Affordable Housing in Parlous State - Andrews
16 September 2014 at 9:26 am
Federal Minister for Social Services Kevin Andrews claims affordable housing in Australia is in a parlous state and has expressed his concerns over a ‘lack of transparency’.
Opening the National Homelessness Conference in the Gold Coast recently, Andrews said a lack of affordable housing was creating more homeless people in Australia.
“(There’s) the issue of transparency – or to be more precise lack thereof,” Andrews said.
“The Commonwealth drops $1.3 billion per year into the NAHA pot with very little knowledge of what it’s getting for that money.
“Because this funding isn’t specifically linked to programmes or outcomes, we have no way of knowing how much bang the Commonwealth is getting for its housing and homelessness buck.
“So we need to revisit our approach to housing and homelessness policies and programmes.”
He added that there is no quick solution to rising problem of homelessness in Australia, with affordable housing in a precarious state.
“As I have stated previously, we want to look at what improvements can be made to more effectively respond to homelessness issues, including how to improve housing supply and improve affordability,” Andrews said.
“Affordable housing in Australia is in a parlous state.”
Andrews added that a growing demand for public housing was compounding the issue.
“(Public) housing – once the safety net for those unable to find affordable housing in the private sector – has long since stopped keeping up with demand,” he said.
“Almost 160,000 households were on public waiting lists at the end of June last year.The simple fact is that housing supply is not keeping pace with housing demand.
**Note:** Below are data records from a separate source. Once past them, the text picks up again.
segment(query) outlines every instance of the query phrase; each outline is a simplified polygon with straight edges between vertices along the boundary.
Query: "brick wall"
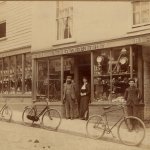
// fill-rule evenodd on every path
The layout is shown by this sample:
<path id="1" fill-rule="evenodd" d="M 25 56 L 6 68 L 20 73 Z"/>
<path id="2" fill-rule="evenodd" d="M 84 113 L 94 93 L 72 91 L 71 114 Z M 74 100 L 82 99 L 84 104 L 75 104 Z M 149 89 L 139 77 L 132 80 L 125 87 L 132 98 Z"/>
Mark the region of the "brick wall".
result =
<path id="1" fill-rule="evenodd" d="M 144 119 L 150 120 L 150 50 L 148 47 L 143 48 L 144 60 Z"/>

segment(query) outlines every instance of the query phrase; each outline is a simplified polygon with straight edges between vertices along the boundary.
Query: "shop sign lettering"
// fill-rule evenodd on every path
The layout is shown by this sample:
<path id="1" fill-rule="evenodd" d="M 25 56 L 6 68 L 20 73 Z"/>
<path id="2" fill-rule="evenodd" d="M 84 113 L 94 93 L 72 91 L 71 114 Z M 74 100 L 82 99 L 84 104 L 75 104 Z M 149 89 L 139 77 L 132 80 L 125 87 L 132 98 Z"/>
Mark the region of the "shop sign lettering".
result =
<path id="1" fill-rule="evenodd" d="M 40 54 L 33 54 L 33 57 L 38 58 L 38 57 L 70 54 L 70 53 L 80 53 L 80 52 L 85 52 L 85 51 L 102 49 L 102 48 L 105 48 L 105 45 L 106 43 L 99 43 L 99 44 L 91 44 L 91 45 L 84 45 L 84 46 L 64 48 L 64 49 L 56 49 L 56 50 L 50 50 L 48 52 L 42 52 Z"/>

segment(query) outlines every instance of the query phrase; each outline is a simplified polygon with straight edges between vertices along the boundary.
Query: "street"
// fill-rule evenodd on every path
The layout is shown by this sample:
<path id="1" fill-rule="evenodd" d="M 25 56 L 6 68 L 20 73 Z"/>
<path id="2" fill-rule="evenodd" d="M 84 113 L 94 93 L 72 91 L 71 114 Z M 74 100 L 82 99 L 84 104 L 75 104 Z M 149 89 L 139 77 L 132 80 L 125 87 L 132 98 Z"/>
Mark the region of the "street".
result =
<path id="1" fill-rule="evenodd" d="M 140 150 L 103 140 L 0 122 L 0 150 Z"/>

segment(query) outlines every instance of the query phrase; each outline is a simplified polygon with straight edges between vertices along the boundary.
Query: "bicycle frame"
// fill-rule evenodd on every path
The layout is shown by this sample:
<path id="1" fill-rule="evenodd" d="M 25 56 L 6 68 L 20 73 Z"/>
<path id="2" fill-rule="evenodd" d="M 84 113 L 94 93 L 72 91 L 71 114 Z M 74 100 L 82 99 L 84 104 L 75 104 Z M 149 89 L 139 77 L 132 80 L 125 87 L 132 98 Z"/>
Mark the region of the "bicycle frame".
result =
<path id="1" fill-rule="evenodd" d="M 122 110 L 123 112 L 123 115 L 117 120 L 117 122 L 110 128 L 109 126 L 109 122 L 108 122 L 108 119 L 107 119 L 107 114 L 108 113 L 111 113 L 111 112 L 115 112 L 115 111 L 118 111 L 118 110 Z M 107 133 L 110 133 L 112 131 L 112 129 L 122 120 L 124 119 L 126 116 L 125 116 L 125 110 L 124 110 L 124 107 L 121 106 L 120 108 L 117 108 L 117 109 L 113 109 L 113 110 L 104 110 L 104 113 L 102 114 L 103 117 L 105 117 L 105 124 L 106 124 L 106 131 Z"/>
<path id="2" fill-rule="evenodd" d="M 35 111 L 35 116 L 38 117 L 38 118 L 40 118 L 44 114 L 44 112 L 49 109 L 48 102 L 46 101 L 46 106 L 42 109 L 42 111 L 38 115 L 37 115 L 36 105 L 33 106 L 33 109 Z"/>

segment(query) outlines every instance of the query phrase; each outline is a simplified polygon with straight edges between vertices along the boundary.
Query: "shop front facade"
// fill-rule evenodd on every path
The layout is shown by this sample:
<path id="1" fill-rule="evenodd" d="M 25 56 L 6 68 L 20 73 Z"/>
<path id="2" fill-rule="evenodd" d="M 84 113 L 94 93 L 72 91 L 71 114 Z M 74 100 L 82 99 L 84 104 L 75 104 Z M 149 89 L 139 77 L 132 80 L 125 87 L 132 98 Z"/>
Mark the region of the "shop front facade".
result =
<path id="1" fill-rule="evenodd" d="M 33 98 L 48 97 L 50 104 L 64 115 L 62 97 L 66 76 L 72 76 L 78 105 L 82 77 L 86 76 L 91 85 L 90 115 L 99 114 L 104 106 L 125 102 L 123 96 L 128 80 L 134 78 L 143 95 L 140 115 L 145 117 L 144 63 L 147 51 L 141 46 L 143 42 L 136 43 L 137 39 L 146 42 L 148 37 L 124 37 L 33 53 Z M 77 105 L 75 115 L 78 115 Z"/>
<path id="2" fill-rule="evenodd" d="M 1 1 L 0 104 L 7 101 L 22 108 L 31 99 L 31 3 Z"/>

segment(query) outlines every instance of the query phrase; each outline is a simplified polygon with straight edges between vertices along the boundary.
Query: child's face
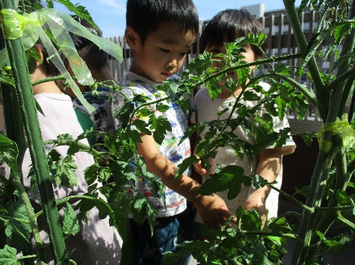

“And because not enough homes are being built throughout Australia, the price impacts are felt throughout the market, from the most upscale neighbourhoods in our capital cities to the affordable housing sector.”
But he said that identifying the problem and finding a solution were two very different things.
“Having said that, this issue is a difficult one for the Commonwealth,” he said.
“We do not have the direct role in the delivery of housing services.
“In our system of federated government that is the sole province of the states and territories.”
According to Homelessness Australia, who hosted the conference, there are currently more than 105,000 homeless people in Australia.
Andrews said that the National Affordable Housing Agreement (NAHA) was not doing what it was supposed to.
“The NAHA has built into it objectives and strategies to grow the supply of homes across the whole market,” he said.
“Quite frankly, it has simply failed to deliver.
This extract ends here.